Once the release is started only bug fixes are allowed to be checked into the release branch. Development on feature branches and merge parties continue, and have no impact on the release branch. Bug fixes may be direct commits to the release branch or cherry-picked commits from other branches.

But first push the branch back to the origin so everyone sees it.

$ git flow release publish 5.1rc1

Once all bugs are squashed and the code is ready to ship the branch is merge back onto both develop and master, this ensures any bugfixes applied only to the release branch go back into develop and that master only contains released code. Finishing the release will also create a an annotated tag based on the release name (in this example the tag will be stacki-5.1rc1) which means it will ask for a comment (same as doing a git commit). This message is stored and can be accessed with git show stacki-5.1rc1).

The following will finish the release, or as we say tag it, and bag it.
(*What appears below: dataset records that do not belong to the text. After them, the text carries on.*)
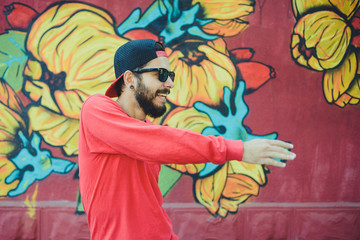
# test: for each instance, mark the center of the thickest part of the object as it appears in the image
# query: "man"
(120, 151)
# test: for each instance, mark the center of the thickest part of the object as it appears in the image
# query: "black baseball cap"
(130, 56)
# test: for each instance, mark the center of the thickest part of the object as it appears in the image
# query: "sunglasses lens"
(163, 75)
(172, 75)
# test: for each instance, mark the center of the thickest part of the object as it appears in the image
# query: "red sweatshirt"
(119, 162)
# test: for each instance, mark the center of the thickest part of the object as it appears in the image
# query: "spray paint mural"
(65, 55)
(51, 61)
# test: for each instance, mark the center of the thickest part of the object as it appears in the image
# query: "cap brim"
(111, 91)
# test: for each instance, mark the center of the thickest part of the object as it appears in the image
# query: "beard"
(145, 99)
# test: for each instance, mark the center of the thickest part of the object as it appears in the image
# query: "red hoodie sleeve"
(108, 129)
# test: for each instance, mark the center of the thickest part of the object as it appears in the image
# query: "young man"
(120, 151)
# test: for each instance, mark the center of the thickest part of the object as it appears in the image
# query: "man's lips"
(163, 94)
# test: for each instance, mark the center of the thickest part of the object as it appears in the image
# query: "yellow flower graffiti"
(76, 43)
(322, 41)
(11, 123)
(228, 20)
(204, 69)
(347, 7)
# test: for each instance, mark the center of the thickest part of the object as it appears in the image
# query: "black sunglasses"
(163, 73)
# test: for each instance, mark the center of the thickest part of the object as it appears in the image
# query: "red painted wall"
(315, 197)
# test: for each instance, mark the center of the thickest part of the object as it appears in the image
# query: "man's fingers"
(283, 155)
(280, 143)
(272, 162)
$ git flow release finish 5.1rc1
$ git push
$ git push --tags

Release Candidates vs Releases

The above procedure walked through the process of building a release candidate, not a full blown release to open-source. Often times it will take several iterations of candidates to settle on a formal release. At this time the current candidate is promote to release. There are no code changes from the final release candidate to release. The only change is to clean up the version number so it doesn't say "rc", freak people out and generate email (or worse a Jira ticket).

To do this we modify the master branch since that is where the current candidate code is, and develop already has new pre-release code in it. Assume that stacki-5.1rc4 was the final candidate and we want to promote it to release. This is done without git-flow.

$ git checkout master
$ git diff stacki-5.1rc4

If the git diff above showed that master is not the same as stacki-5.1rc4 badness happened. Go figure out who messed up the master branch and start reverting (the commits and the developer). If everyone was good (or you fixed it), continue with the following:

$ vi version.mk
$ git commit -a -m "stacki-5.1 release"
$ git tag stacki-5.1
$ git push
$ git push --tags
$ git checkout develop
$ git merge master
$ git push

Now re-build it and release it into the wilderness.